Well, this was a Moosewood pizza, which means that it is ugly as sin and kind of not as tasty as you would want it to be. But it did give me the opportunity to roast some peppers, which was good fun. So here we go:
If you have a gas stove, a grill, a campfire, or a pile of burning trash in your "rapidly gentrifying" neighborhood, gerry-rig some skewers or stick a big fork in a red (yellow, orange) pepper. Plunge it into the flames! My kind of recipe. Char, baby, char. Rotate it so that even the nooks and crannies get blackened and the whole thing gets shriveled and pathetic.
Plop it into a bowl and cover with saran wrap OR put it in a paper bag and roll it shut.
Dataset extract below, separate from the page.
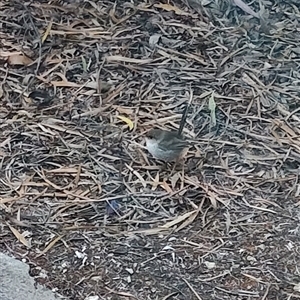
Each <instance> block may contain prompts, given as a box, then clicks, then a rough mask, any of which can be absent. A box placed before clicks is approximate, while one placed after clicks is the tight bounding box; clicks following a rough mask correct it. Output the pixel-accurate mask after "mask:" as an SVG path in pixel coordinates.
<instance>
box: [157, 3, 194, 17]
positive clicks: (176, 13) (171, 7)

When you're done and all the peppers are just a crusty, steamed, withered shade of their former selves, take all the peppers out and rub the skins off, rinse 'em quickly and chop them into strips, throwing away stems and seeds.
Use them asap as a salad, sandwich, pasta, pizza topping OR put them in a jar covered with olive oil and chopped garlic; they can live in the fridge for a few weeks.
if you want to make pizza:
one big onion or two small onions or a few leeks (we used leeks, but you couldn't really taste them and leeks are such a superstar that they really deserve to be the star)
a handful of fresh basil
two roasted red peppers
feta cheese... or mozzarella or both
Obviously pizza recipes are pretty foolproof. The Moosewood version had tomatoes: our pizza was super soggy, so I would leave them out.
Chop and fry the onion and shallots, then carmelize. If they get a little burnt that's just part of the charm.
Now add the basil and let it wilt.
Spread your dough (from the pizza place, grocery store, your freezer because one time you went on a bender and made your own) and put it on the back of a cookie sheet.
Top the pizza with the carmelized onions and basil and pepper strips and feta cheese. Yum.